Conseils pratiques pour financer et structurer vos projets territoriaux

À la lumière de ces dynamiques, comment les élus et les gestionnaires locaux peuvent-ils concrètement passer à l'action pour financer leurs projets d'aménagement ? Voici une feuille de route opérationnelle pour maximiser vos chances de réussite :

  • Réalisez un audit exhaustif de votre foncier : Identifiez les friches, les toitures de bâtiments publics (gymnases, écoles) et les parkings (pour les ombrières) qui pourraient accueillir des projets de production d'énergie renouvelable. La valorisation de ce foncier est votre premier apport en capital.
  • Mobilisez l'ingénierie en amont : Ne lancez pas de consultations sans avoir défini une vision claire. Sollicitez le Conseil d'Architecture, d'Urbanisme et de l'Environnement (CAUE) de votre département ou les instances régionales de l'Ordre des architectes pour des conseils de pré-programmation gratuits ou subventionnés.
  • Privilégiez les montages juridiques innovants : Pour des projets comme la centrale de Cère, explorez la création de Sociétés d'Économie Mixte (SEM) ou de Sociétés par Actions Simplifiées (SAS) citoyennes. Ces montages permettent de garder le contrôle de la gouvernance tout en levant des fonds privés et citoyens, allégeant ainsi le budget principal de la commune.
  • Intégrez la biodiversité comme critère de financement : Associez des acteurs comme la CdC Biodiversité ou les agences de l'eau très tôt dans le processus. Un projet qui démontre un gain net de biodiversité aura un accès prioritaire aux financements européens (FEDER) et aux aides régionales.
  • Préparez-vous aux contrats de performance : En travaillant avec des architectes et des bureaux d'études engagés, visez des Contrats de Performance Énergétique (CPE). Ces contrats garantissent les économies d'énergie, rassurant ainsi vos partenaires bancaires lors de la demande d'emprunt.
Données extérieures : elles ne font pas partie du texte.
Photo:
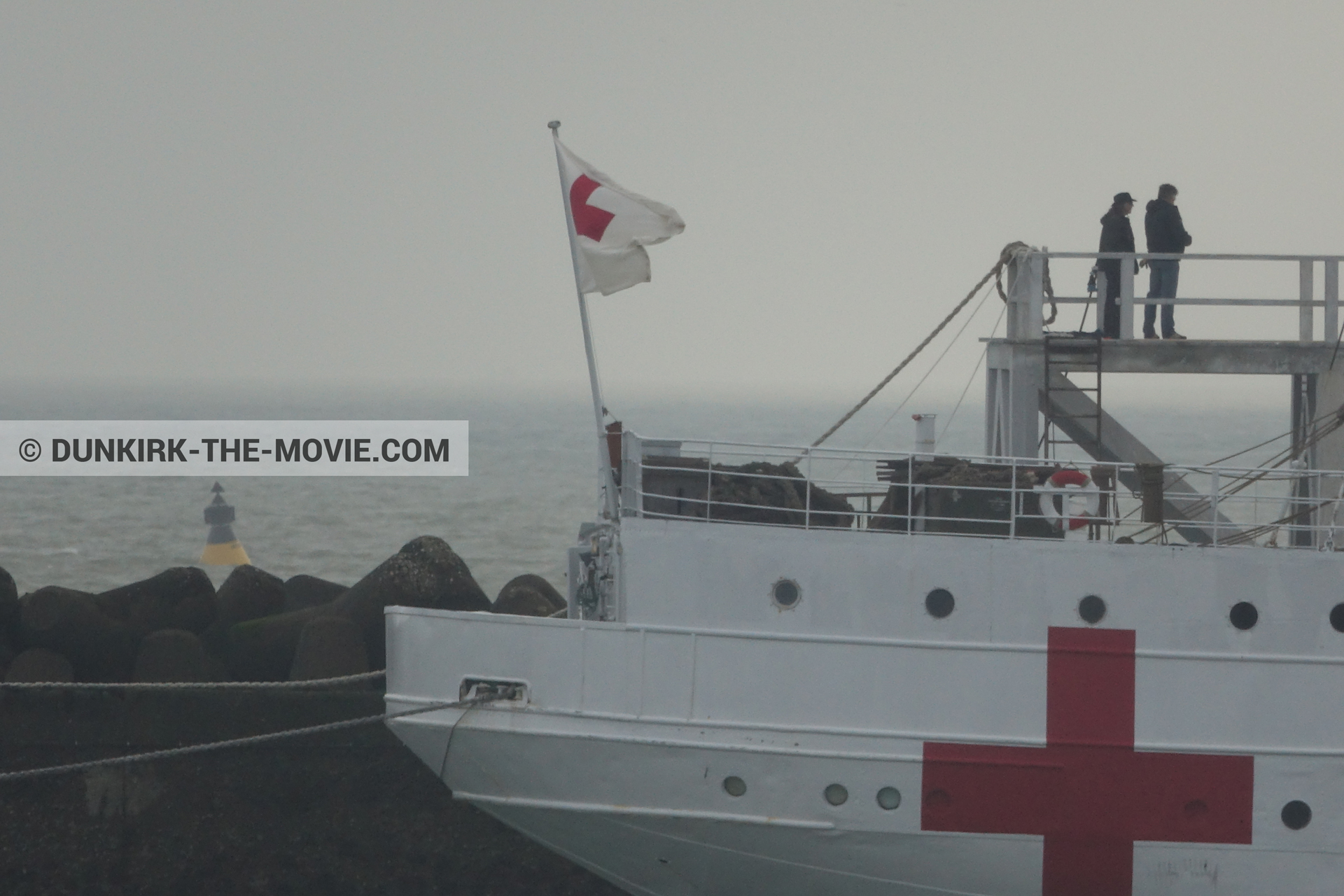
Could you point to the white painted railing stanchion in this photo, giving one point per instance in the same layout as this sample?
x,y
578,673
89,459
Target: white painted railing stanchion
x,y
1306,269
1126,298
1332,300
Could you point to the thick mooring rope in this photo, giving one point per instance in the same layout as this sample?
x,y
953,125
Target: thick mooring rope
x,y
191,685
246,742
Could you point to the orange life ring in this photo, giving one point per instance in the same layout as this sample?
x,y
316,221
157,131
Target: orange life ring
x,y
1069,485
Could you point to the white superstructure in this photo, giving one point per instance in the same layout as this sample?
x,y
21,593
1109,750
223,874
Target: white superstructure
x,y
864,672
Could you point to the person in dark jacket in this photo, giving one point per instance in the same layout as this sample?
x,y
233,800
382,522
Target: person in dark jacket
x,y
1116,237
1166,234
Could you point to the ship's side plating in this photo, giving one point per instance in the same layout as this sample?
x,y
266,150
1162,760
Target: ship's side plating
x,y
722,741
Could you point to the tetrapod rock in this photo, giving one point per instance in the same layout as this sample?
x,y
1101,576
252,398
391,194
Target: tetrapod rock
x,y
426,573
171,654
176,598
39,664
328,647
528,596
302,592
70,622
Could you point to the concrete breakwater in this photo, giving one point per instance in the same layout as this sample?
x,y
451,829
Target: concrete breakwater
x,y
175,626
347,812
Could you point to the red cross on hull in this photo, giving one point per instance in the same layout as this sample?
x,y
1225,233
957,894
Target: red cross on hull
x,y
1088,792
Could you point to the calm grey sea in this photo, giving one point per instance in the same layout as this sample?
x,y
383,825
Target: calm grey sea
x,y
531,480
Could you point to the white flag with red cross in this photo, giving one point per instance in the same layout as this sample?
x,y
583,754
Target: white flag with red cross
x,y
612,226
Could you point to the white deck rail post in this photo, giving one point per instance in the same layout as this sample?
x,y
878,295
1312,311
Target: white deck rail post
x,y
1126,298
1035,295
1332,300
1306,269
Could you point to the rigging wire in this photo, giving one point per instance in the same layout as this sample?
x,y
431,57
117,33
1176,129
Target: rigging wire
x,y
1008,253
932,368
972,378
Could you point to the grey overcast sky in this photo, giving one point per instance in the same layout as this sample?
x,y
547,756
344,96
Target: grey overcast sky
x,y
316,192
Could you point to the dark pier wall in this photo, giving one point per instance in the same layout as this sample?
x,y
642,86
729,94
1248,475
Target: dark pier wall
x,y
343,813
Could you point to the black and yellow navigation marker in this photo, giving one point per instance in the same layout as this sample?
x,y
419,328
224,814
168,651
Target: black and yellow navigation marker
x,y
222,547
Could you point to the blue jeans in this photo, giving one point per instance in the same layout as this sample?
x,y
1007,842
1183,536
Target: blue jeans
x,y
1161,284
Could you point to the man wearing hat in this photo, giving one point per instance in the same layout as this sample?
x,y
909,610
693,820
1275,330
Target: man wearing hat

Conclusion : La transversalité comme clé de voûte de l'investissement public

En 2026, le financement des projets communaux ne peut plus se concevoir en silos. L'exemple de la centrale solaire en Haute Lande et l'appel à la mobilisation de l'expertise architecturale démontrent que la réussite d'un projet repose sur une vision holistique. Pour les élus et les directeurs financiers, le défi est de devenir de véritables chefs d'orchestre, capables de marier la rigueur budgétaire, l'excellence architecturale et l'ambition environnementale. C'est en fédérant ces énergies et ces compétences que les territoires pourront bâtir un cadre de vie durable, résilient et économiquement viable pour les générations futures.